Heureusement cette année j’ai trouvé un groupe très sensible sur le sujet.
Seul je ne pourrais jamais le faire ».
Un scénario, l’actuel, qui semble donc s’améliorer par rapport à celui d’il y a deux ans, où les objecteurs, parmi les médecins en formation spécialisée à la Polyclinique, étaient 16 sur 17 (données officielles fournies par la direction de l’hôpital).
« Pour le moment, nous sommes complètement hors-la-loi, comme j’ai pu le répéter au directeur de la santé de l’ASP – poursuit D’Anna – et franchement je ne comprends pas pourquoi les associations féministes ne portent pas plainte.
La loi 194 parle clairement et chaque administration doit combler les lacunes, soit avec son propre personnel, soit en concluant des accords spécifiques, comme cela s’est déjà produit en 1979 à l’hôpital Sant’Angelo dei Rossi.
À l’époque, il y avait une vingtaine de non-objecteurs, à une époque où, dans toute l’Italie, il y avait un million d’interruptions de grossesse.
Maintenant, ils sont réduits à moins de 100 000 mais il est évident qu’il y a eu un retour au recours aux avortements clandestins. Où doivent-ils aller ? Si je devais m’absenter pour vacances ou maladie, une fille ne pourrait que tenter sa chance dans une autre province ou dans une autre région, mais c’est un chien qui se mord la queue, considérant que même sous d’autres latitudes les non-objecteurs sont déjà surmenés ».
Mais combien d’avortements sont pratiqués chaque année à Messine ? « J’ai une séance par semaine, dans laquelle je suis un maximum de 5 personnes.

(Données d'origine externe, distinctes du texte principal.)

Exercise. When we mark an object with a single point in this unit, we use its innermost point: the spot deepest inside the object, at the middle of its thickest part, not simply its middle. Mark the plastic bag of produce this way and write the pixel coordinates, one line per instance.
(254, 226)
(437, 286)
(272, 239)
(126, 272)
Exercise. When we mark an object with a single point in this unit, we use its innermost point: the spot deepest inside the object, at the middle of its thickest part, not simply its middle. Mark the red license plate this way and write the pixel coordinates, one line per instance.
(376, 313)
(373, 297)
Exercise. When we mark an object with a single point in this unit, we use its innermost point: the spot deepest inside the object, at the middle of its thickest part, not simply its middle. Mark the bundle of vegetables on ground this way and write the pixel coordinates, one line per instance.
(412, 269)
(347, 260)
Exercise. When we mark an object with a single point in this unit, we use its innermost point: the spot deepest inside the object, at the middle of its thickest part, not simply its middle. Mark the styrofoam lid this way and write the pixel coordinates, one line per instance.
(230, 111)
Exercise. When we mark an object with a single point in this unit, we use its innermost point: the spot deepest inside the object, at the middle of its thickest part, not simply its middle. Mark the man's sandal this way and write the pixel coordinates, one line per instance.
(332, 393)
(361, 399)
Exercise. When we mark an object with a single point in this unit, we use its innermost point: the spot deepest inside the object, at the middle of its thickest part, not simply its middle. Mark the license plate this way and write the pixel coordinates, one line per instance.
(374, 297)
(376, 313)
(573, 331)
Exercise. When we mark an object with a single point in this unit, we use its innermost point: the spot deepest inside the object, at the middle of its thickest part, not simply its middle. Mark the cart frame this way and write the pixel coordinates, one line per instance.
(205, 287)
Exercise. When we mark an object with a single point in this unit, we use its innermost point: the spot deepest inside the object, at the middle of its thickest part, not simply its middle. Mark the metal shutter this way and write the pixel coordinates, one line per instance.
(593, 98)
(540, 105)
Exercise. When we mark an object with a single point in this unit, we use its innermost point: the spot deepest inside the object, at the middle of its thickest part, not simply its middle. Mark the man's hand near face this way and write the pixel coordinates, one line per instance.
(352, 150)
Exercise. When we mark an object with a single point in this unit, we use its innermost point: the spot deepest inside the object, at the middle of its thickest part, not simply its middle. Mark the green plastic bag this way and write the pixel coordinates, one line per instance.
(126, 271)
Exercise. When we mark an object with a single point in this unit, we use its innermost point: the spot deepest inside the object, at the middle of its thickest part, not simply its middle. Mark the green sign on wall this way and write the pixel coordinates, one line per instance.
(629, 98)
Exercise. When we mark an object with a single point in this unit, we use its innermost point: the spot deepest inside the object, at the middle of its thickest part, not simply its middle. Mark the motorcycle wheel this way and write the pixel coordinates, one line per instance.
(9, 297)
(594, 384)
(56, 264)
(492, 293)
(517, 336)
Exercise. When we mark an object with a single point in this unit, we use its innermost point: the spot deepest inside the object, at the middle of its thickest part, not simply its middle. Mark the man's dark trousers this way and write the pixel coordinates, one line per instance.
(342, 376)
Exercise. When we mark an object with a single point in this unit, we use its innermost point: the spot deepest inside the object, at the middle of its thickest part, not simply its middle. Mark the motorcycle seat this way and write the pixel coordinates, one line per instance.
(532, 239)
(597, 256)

Potentiellement, nous sommes donc entre 200 et 220 cas. Jusqu’à il y a quelques années, ici au Policlino, nous étions trois pour nous en occuper, maintenant je suis seul ».
Mauvaise nouvelle concernant aussi la « pilule abortive » Ru486qui donne la possibilité de recourir à un avortement pharmacologique sans chirurgie et conformément à la loi 194.
Nom commercial du médicament Mifegyne (Mifeprostone), arrivé en Italie en 2009 (après des années d’ajournements et de controverses) mais dans les hôpitaux de Messine c’est encore un mirage.
« J’ai postulé en novembre.
Maintenant, nous restons en attente ».